The jar of landing knocked me loose, and no doubt the attraction
radiance also released me. I fell another space, bounced up and sank
back. I thought that something like a sliding port-door closed over
me.

And then, in the dimness, figures were gripping me. I lashed and
struck, but the knife was wrenched away.

I was a prisoner in a pressure-port of the enemy ship!




8


It seemed that the small room had a very faint radiance showing
through my vizor pane. Narrow enclosing walls were visible. It was a
triangular-shaped space, fifteen feet or so down one side, with a
concave ceiling overhead. I was lying on the floor. The darkness at
first had been impenetrable. The figures which had flung me down and
seized my knife were gone; I had not seen them nor where they went.

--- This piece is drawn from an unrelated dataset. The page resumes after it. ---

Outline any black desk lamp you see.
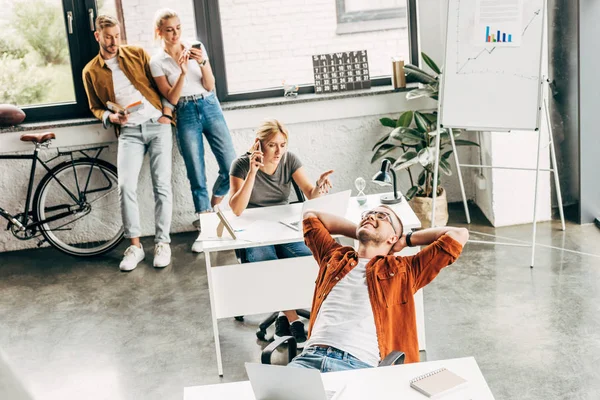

For a moment I lay cushioned by my bloated suit. When I struggled to
my feet, I was almost weightless. The movement of getting upright
flung me upward as though I were a tossed feather. My helmet struck
the metal ceiling, so sharp a blow that I feared for an instant I had
smashed the helmet.

From the ceiling, with flailing arms and legs, I sank back to the
grid-floor; and in a moment I was able to stand upright with so slight
a feeling of weight that I could have been a bit of thistle ready to
blow away in the least wind.

There was, as I stood there balancing myself, a queer feeling of
triumph within me. A triumphant hope; for coming down in the ship's
capacious funnel--larger than it had seemed from a distance--I had
seen what appeared to be a small projectile, resting in some strange
landing gear. The disc bearing me had settled on a stage alongside it.
Was that the projectile from Earth?

A growing air pressure was around me; the tiny Erentz dials within my
helmet had been immovable, but now they were showing outside pressure. I
stood waiting. Whatever sounds were here I could not tell. Then
presently the dials stopped. They registered seventeen pounds--whatever
that might mean here. I loosed the helmet and took it off.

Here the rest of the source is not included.